Nigerian Court Grants Request By Detained IPOB Leader, Kanu To Apply For Access To Doctor, Medical Records

KANU
February 1, 2023

Justice Binta Nyako on Wednesday gave the order after hearing an ex-parte application the embattled filed by the IPOB leader’s lead counsel, Chief Mike Ozekhome (SAN).

A Federal High Court in Abuja granted the detained leader of the Indigenous People of Biafra, Nnamdi Kanu, the permission to apply for an Order of Mandamus to compel the secret police, Department of State Services DSS, to grant him access to his doctors.

 

Justice Binta Nyako on Wednesday gave the order after hearing an ex-parte application the embattled filed by the IPOB leader’s lead counsel, Chief Mike Ozekhome (SAN).

 

Kanu had filed a fresh suit to compel the DSS to grant him access to his doctors to enable them to conduct an independent examination to ascertain his state of health.
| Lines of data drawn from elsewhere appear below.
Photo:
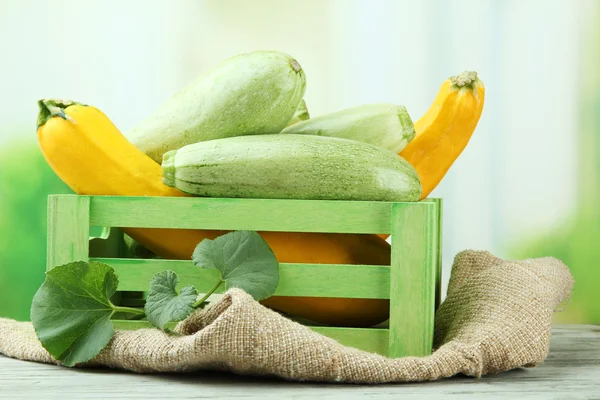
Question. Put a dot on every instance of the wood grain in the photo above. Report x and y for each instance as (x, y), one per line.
(413, 279)
(312, 280)
(239, 214)
(68, 229)
(571, 371)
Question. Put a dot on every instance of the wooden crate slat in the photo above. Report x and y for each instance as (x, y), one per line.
(374, 340)
(317, 280)
(241, 214)
(412, 278)
(68, 229)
The IPOB leader is also asking the court for an order granting leave to apply for judicial review, in the form of an Order of Mandamus, compelling the Respondents to avail him with all his medical records, from June 29, 2021 to date, Vanguard reports.

The court adjourned the matter till February 21 and directed Kanu’s legal team to serve all the relevant processes on the DSS and its Director-General, listed as the 1st and 2nd Respondents in the matter.

 

Kanu is asking the court for an order, granting him leave to, “apply for judicial review in the form of an order of Mandamus, compelling the Respondents to allow the Applicant unhindered access to his medical doctors to enable them to conduct an independent examination of his present deteriorating health condition, as earlier ordered by the Federal High Court, Abuja, Coram, Hon. Justice B.F.M. Nyako, on the 21st day of October 2021; and as required by the express provisions of section 7 of the Anti-Torture Act, 2017”.

 

He is also seeking “an order of this Honourable Court granting leave to the Applicant to apply for judicial review in the form of an order of Mandamus, compelling the Respondents to avail the Applicant with all his medical records, from the 29th day of June 2021, till date”.

 

Kanu is requesting from the secret police his admission records, medical and clinical notes, nursing notes, observation charts and documentation during treatment or stay-in-hospital, laboratory test results, pharmaceutical records, radiological scans, images and reports, blood transfusion records, physiotherapy and rehabilitative treatment records, clinical findings, as well as diagnosis and treatment prescribed records.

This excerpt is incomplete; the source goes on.